Of all orders of clergy in The United Methodist Church, deacons have the highest percentage of women. Because of this, it is important to understand where deacons are and are not serving. In both the Central Texas and North Texas Annual Conferences, 13.9% of clergy are provisional deacons or deacons in full connection. The Rocky Mountain Annual Conference’s deacons make up 11.6% of its clergy. Thirdly, the Tennessee Annual Conference’s deacons make up 10.8% of its clergy. These four annual conferences are the only conferences in the United States whose deacons make up ten or more percent of its clergy.

Similarly, there are some conferences in the United States that have significantly lower or nonexistent numbers of deacons. The Red Bird Missionary Annual Conference and the Alaska Missionary Annual Conference both have zero deacons throughout the entire annual conference. The Yellowstone Annual Conference and the Oklahoma Indian Missionary Annual Conference both had one deacon each. In 2018, the only conferences that had zero provisional deacons were the West Michigan Annual Conference and the Yellowstone Annual Conference, both of which have since merged with other conferences. The West Michigan and Detroit Annual Conferences have merged to create the Michigan Annual Conference, and the Rocky Mountain Annual Conference merged with the Yellowstone Annual Conference to create the Mountain Sky Annual Conference.

Curiously, the conferences with the lowest percentages of deacons are also the missionary conferences of The United Methodist Church in the United States—Red Bird, Alaska, and Oklahoma Indian. Our missionary conferences are places with specific opportunities for mission, limited resources, few pre-existing United Methodist Churches, language barriers, and/or unique leadership or ministerial needs.[2] This means that missionary conferences are then the places where the mission of The United Methodist Church is most readily enacted. Our mission is to “make disciples of Jesus Christ for the transformation of the world.”[3] In The United Methodist Deacon, Rev. Dr. Margaret Ann Crain writes that “Deacons are specially positioned to contribute to this mission because of their location in the liminal space between church and world.”[4] Because deacons are called to bridge the church and the world, deacons are specifically vocationally equipped for ministries of mission. The United Methodist Church needs deacons building these bridges between the church and the world, specifically in our missionary conferences.
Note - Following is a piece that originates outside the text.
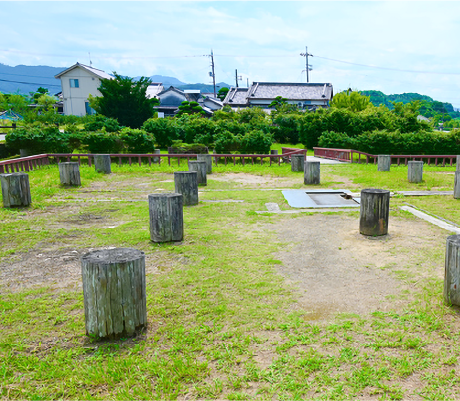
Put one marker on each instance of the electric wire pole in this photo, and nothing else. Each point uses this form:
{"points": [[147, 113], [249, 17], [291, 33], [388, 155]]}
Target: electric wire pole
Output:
{"points": [[307, 66], [213, 74]]}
Hopefully, deacons continue to become an order that reflects the broad diversity of The United Methodist Church.

 

[1] https://www.gcsrw.org/MonitoringHistory/WomenByTheNumbers/tabid/891/post/part-time-local-pastors-most-diverse-clergy-group/Default.aspx.

[2] http://www.umc.org/what-we-believe/glossary-missionary-conference.

[3] The Book of Discipline of The United Methodist Church, paragraph 120.

[4] The United Methodist Deacon: Ordained to Word, Service, Compassion, and Justice, 45.